Convengamos, con todo, que Rodríguez Zapatero ha dado una de cal y otra de arena: si la primera la ha aportado la aceptación de un régimen de votos y vetos que –por mucho que pese la regañina de un Aznar enfermizamente preocupado, al parecer, por obstruir las decisiones de otros– es tan razonable como inevitable, la segunda ha llegado de la mano de un espasmo de nacionalismo estrecho que acosa a quienes presumen de miras más altas.
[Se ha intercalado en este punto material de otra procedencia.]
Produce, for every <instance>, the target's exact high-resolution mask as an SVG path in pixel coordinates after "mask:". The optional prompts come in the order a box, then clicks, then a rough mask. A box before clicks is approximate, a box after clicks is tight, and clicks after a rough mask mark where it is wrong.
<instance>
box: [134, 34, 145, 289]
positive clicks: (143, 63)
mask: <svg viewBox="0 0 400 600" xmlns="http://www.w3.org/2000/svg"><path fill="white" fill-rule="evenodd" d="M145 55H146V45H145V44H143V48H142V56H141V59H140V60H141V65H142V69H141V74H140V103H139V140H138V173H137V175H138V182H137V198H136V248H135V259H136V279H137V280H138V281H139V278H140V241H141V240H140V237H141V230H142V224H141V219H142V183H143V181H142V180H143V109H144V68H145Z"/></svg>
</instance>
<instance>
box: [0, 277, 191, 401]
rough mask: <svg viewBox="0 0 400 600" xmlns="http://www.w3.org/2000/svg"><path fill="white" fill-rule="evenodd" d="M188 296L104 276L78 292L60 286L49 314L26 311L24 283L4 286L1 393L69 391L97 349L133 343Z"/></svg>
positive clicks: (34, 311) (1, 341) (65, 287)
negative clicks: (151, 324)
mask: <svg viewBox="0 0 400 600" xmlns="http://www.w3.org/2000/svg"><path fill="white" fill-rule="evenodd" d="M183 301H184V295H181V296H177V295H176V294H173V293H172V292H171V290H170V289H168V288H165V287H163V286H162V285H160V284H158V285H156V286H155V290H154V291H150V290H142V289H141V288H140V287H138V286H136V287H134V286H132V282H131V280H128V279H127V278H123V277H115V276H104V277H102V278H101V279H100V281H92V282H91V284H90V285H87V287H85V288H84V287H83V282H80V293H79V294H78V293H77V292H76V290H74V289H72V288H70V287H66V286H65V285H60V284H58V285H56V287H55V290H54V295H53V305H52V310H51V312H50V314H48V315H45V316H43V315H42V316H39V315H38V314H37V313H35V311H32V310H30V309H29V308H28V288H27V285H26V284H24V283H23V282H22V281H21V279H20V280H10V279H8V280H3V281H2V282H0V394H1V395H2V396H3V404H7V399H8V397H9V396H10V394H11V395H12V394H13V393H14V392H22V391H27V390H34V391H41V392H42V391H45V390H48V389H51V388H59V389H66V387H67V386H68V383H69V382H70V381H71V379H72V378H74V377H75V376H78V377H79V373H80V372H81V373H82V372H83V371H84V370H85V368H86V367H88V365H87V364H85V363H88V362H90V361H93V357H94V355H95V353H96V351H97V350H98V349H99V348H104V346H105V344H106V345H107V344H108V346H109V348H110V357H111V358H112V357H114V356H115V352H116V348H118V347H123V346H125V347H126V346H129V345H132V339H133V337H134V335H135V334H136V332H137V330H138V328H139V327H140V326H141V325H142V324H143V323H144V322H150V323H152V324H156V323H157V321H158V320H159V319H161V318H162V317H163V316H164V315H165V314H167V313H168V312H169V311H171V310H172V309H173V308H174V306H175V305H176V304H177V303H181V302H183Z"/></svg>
La perplejidad es la única respuesta sensata cuando socialistas y populares defienden con ahínco la presencia de españoles, sin distingos en lo que hace a su vinculación política, en puestos de relieve dentro de la UE. Se trata de la misma perversión que ha empujado al PSOE a respaldar la candidatura de Rato para encabezar el Fondo Monetario o a apoyar, en otro terreno, la de Durão Barroso para hacer lo propio con la Comisión Europea, en significado olvido de la doble condición –anfitrión de la malhadada cumbre de las Azores, responsable de un formidable fiasco neoliberal– del primer ministro portugués.
Agregaré, y nada me gustaría más que equivocarme, que el palpable imperio de la realpolitik obliga a recelar, una vez más, de la aserción de que nos hallamos ante un giro copernicano en la diplomacia española. Mientras el deseo, respetabilísimo, de mejorar las encalladas relaciones con Marruecos parece llamado a traducirse en el enésimo olvido de deberes históricos en lo que atañe al Sáhara occidental, apenas se ha escuchado la voz del gobierno ante las tropelías que Sharon hace valer en Palestina (la UE sigue sin mover un dedo, por cierto, para cancelar el sinfín de privilegios comerciales con que obsequia, desde mucho tiempo atrás, a Israel) y es más cómodo amonestar a Castro y a Chávez que cantarle las cuarenta a Bush por sus desafueros latinoamericanos.
Así las cosas, el entrampamiento en las reglas del juego instituidas por los poderosos se antoja tal que uno puede barruntar que el gran proyecto que acariciaba Aznar –emplazar a España en plenitud en el ya mentado, y selecto, club de los países más ricos–, impregnado de altivez, mezquina insolidaridad y miopía, no es ajeno, tampoco, y acaso muy a su pesar, a las querencias de Rodríguez Zapatero. Bueno será que, como quiera que crédito no nos van a conceder, al menos se comprometan, tirios y troyanos, a no contarnos más cuentos.
Carlos Taibo es profesor de Ciencia Política en la Universidad Autónoma de Madrid.